US - Texas - Full Moon 82 - 06/14/03
Re: Cooperation
Transcollaboration
Dogfingers/Uncle Buzz
One of the advantages of the internet that I imagine is never truly exploited is collaborating
musically. My experience of home internet connections is such that as soon as you start doing
anything important or meaningful, you can guarantee that you get messed around by the phone line.
Collaborating musically via post, on the other hand, seems like a great idea: you send your
creative fruits and then wait in delicious anticipation to hear the direction your collaborator
has taken the sound.
This is the basis of this intermittently brilliant CD, a collaboration between David Cooper
Orton in the UK, and James Sidlo in the USA. An anonymous soup of e-bowed guitars, synths, bass
and background atmospherics, it can drift by for minutes with very little happening, and then
interesting melodies will emerge, glistening brightly on the surface.
Despite the fact that the two musicians met on an internet site called Loopers Delight, there's
very little here that sounds obviously hierarchical in composition, like most looped music does;
you can't mentally pick out and inspect all the different elements within the music. The sounds
complement and meld with one another, which can produce some lovely results. Although some of the
instruments sometimes sound overly ponderous - the 'prog rock' timbre of some of the e-bowed guitars
can get a bit grating - most of the sounds are handled with finesse. And the first time a drum
beat kicks in around halfway through the album it's a genuine surprise, the sequencing of the
songs accentuating the effect of the beats when they arrive.

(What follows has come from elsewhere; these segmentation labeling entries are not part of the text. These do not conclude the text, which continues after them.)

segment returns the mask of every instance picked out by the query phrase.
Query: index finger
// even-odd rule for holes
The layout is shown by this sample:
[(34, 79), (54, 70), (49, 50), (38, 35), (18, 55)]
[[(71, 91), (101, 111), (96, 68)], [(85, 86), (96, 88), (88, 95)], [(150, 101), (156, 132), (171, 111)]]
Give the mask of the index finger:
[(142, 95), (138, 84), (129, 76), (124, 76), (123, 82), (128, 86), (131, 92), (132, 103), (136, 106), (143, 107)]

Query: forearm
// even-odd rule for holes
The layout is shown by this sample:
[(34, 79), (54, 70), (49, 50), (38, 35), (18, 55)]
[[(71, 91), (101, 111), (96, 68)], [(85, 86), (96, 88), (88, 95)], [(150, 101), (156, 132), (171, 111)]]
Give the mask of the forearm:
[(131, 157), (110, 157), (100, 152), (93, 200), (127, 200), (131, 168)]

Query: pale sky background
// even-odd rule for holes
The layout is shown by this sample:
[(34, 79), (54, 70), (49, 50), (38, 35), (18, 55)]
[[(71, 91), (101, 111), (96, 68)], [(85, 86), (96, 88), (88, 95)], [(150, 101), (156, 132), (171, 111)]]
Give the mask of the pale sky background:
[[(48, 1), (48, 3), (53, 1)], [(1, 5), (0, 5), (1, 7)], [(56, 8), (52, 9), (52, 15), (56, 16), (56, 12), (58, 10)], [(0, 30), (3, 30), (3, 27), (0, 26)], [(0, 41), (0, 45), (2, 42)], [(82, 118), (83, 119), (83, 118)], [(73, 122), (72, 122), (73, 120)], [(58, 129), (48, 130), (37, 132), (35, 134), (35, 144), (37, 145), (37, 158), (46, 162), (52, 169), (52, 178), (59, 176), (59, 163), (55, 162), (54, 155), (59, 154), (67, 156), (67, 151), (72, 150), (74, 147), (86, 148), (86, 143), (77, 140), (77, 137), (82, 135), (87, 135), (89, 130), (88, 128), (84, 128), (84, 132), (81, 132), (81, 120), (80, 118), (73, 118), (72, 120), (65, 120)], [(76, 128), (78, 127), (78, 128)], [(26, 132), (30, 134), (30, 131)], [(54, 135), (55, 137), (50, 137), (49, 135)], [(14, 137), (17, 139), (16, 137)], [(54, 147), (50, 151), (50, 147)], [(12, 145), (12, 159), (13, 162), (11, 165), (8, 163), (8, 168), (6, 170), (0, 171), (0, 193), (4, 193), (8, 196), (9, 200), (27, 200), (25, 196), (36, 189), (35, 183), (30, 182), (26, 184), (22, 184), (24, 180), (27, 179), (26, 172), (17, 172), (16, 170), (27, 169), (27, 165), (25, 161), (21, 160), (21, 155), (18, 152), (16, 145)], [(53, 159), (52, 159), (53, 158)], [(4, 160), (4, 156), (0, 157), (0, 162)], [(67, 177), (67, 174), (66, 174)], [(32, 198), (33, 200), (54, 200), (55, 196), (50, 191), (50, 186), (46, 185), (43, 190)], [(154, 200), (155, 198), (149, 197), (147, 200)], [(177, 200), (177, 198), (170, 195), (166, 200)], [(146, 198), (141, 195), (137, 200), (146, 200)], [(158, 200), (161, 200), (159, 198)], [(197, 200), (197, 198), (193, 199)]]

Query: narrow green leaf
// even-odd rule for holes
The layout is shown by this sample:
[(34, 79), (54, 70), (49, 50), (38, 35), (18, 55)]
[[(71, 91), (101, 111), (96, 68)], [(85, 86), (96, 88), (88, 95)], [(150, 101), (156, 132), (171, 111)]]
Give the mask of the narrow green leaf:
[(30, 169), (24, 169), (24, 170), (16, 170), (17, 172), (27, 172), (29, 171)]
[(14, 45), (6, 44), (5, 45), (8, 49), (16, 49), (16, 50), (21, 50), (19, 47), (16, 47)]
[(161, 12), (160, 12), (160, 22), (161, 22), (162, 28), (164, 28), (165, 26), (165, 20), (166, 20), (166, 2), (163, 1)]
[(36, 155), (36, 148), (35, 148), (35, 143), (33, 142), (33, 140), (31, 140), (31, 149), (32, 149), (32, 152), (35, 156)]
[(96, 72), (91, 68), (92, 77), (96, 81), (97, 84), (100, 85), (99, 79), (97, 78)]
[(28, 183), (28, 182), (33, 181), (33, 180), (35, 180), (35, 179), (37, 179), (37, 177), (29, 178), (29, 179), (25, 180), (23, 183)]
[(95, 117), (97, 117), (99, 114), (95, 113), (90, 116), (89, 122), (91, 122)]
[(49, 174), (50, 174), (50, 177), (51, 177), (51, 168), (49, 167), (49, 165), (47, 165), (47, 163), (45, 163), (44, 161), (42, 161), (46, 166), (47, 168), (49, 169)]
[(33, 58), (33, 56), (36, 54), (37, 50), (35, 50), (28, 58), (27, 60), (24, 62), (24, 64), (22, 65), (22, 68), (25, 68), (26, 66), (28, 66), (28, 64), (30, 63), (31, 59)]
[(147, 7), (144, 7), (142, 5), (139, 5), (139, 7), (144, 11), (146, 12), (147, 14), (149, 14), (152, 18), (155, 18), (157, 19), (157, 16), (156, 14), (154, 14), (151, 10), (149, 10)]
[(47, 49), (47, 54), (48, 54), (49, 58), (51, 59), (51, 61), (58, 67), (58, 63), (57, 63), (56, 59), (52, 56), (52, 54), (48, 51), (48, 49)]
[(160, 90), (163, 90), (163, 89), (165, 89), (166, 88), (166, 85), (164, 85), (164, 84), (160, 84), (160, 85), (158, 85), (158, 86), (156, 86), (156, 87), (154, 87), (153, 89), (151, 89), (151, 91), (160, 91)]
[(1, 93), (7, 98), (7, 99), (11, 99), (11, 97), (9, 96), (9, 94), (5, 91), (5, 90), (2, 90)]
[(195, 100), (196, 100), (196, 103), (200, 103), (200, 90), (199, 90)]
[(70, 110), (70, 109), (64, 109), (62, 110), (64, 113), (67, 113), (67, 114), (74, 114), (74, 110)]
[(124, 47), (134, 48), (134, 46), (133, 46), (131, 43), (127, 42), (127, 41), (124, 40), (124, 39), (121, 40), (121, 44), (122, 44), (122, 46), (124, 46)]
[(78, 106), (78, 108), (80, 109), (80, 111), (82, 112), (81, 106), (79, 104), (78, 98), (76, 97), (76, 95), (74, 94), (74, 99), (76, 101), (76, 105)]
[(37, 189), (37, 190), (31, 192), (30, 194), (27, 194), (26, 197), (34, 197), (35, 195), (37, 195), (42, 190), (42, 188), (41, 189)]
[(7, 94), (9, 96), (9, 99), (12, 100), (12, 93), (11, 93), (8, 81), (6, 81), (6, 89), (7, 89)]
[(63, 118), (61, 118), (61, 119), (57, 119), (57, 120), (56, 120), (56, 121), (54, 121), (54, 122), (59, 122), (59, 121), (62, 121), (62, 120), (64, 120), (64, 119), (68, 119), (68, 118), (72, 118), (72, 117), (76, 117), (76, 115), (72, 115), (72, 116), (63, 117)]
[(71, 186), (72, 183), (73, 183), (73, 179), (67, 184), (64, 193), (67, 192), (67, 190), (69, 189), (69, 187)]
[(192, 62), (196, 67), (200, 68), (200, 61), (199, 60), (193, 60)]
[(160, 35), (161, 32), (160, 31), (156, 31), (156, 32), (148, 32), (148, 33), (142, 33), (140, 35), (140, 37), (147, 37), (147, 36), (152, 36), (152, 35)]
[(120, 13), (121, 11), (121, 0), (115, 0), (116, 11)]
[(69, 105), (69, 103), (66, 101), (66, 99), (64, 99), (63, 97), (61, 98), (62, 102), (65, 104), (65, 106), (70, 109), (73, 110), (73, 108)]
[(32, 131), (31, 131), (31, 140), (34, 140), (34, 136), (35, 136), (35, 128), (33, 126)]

This is the best review CD that I've received out of the blue rather than bought, and I'd like
to thank David and James for sending me their music - a very enjoyable, mellow listen. I have to
confess that it hasn't set my world alight, partly as a result of my recent aversion to ambient,
instrumental albums. But I foresee being pleasantly surprised by it again at some point in the
near future, when I want something warm, immersive and passively engaging.